MediaEscort's on-demand watermarking system automatically and seamlessly embeds SmartMarks?, imperceptible forensic information in every frame of video content, during Internet delivery to protect against piracy. TCFHE selected MediaEscort for online delivery of streaming media content for review by retail buyers, distributors and others that sell DVDs to the general public. The move provides the Studio's trade partners with the convenience of being able to view its product simply on their office computer.

"Professional pirates constantly prowl the Internet for streaming entertainment content that they might possibly hijack," stated Heather Field, Executive Director of Digital Marketing IT at TCFHE. "In using MediaEscort we can provide advance access to our content, conveniently and in a traceable manner."

"MediaEscort is a breakthrough for USVO product development that meets a growing demand for anti-piracy products for online media," said Edwin Molina, CEO of USVO. "We feel this is the beginning of a new era in content protection for intellectual property rights holders."

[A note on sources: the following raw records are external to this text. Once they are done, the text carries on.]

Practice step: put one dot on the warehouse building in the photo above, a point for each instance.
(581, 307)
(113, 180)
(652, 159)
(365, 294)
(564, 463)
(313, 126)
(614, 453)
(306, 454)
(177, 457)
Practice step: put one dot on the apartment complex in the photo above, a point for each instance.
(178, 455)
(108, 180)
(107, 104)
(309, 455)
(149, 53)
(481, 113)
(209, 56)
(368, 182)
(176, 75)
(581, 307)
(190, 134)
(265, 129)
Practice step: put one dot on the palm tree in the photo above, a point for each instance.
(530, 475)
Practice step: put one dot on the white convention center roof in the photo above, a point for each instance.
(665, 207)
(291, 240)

stickyfingerz 04-10-2008 07:27 PM

Quote:

Originally Posted by ark 123 (Post 14052641)
Twentieth Century Fox Home Entertainment Adopts USVO'S Anti-Piracy System for Online Trade StreamingHighlighted Links


USA Video Interactive Corp.NIANTIC, CT--(Marketwire - April 2, 2008) - USA Video Interactive Corporation (OTCBB: USVO) (TSX-V: US) (BERLIN: USF) (FRANKFURT: USF) today announced that Twentieth Century Fox Home Entertainment (TCFHE) has gone "LIVE" with its new copy protection software, MediaEscort?, to protect the Studio's filmed entertainment content that is streamed via the Internet to its various trade business partners in advance of DVD availability.

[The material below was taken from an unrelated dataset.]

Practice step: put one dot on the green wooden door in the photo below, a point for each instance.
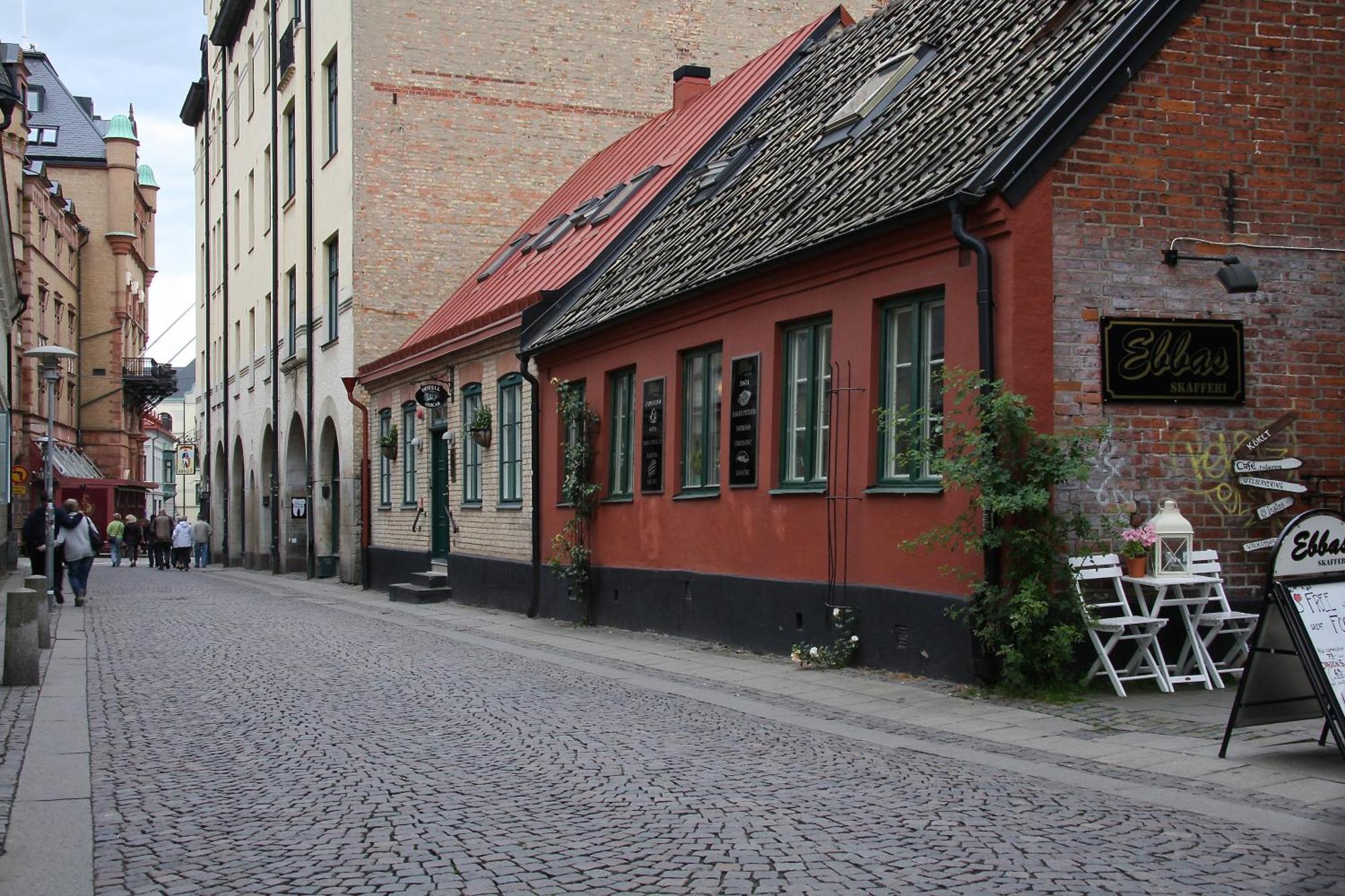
(439, 495)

MediaEscort's on-demand watermarking system automatically and seamlessly embeds SmartMarks?, imperceptible forensic information in every frame of video content, during Internet delivery to protect against piracy. TCFHE selected MediaEscort for online delivery of streaming media content for review by retail buyers, distributors and others that sell DVDs to the general public. The move provides the Studio's trade partners with the convenience of being able to view its product simply on their office computer.

"Professional pirates constantly prowl the Internet for streaming entertainment content that they might possibly hijack," stated Heather Field, Executive Director of Digital Marketing IT at TCFHE. "In using MediaEscort we can provide advance access to our content, conveniently and in a traceable manner."

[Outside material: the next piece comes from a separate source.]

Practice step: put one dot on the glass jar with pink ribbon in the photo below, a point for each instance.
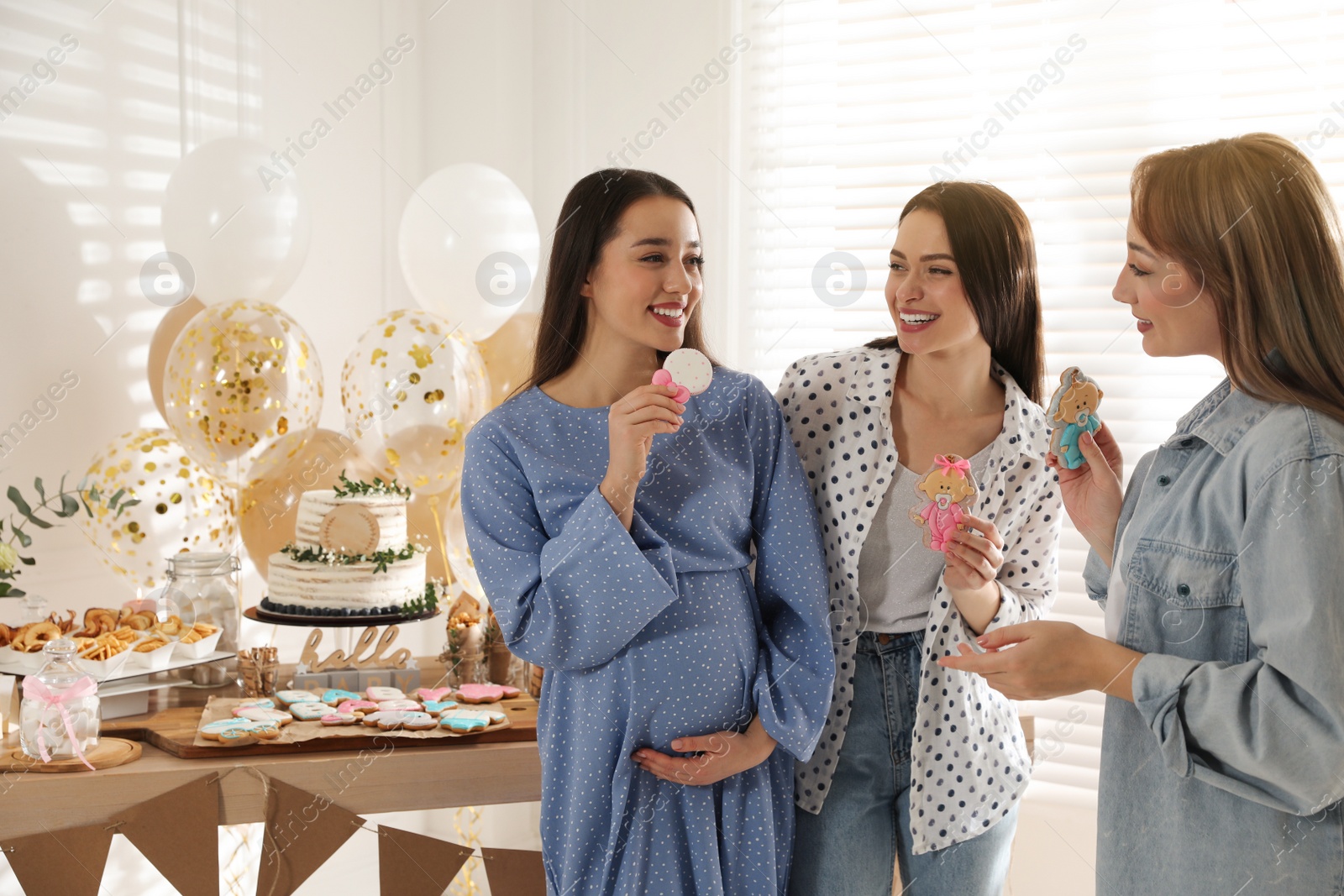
(60, 714)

"MediaEscort is a breakthrough for USVO product development that meets a growing demand for anti-piracy products for online media," said Edwin Molina, CEO of USVO. "We feel this is the beginning of a new era in content protection for intellectual property rights holders."

Mainstream making us look bad folks. :disgust

stickyfingerz 04-11-2008 03:46 PM

Bump for a friday. Surely there are some naysayers to say it cant be done..

moeloubani 04-15-2008 09:46 PM

Bump for any sort of solution that inputs any info into pictures, even something weak is fine!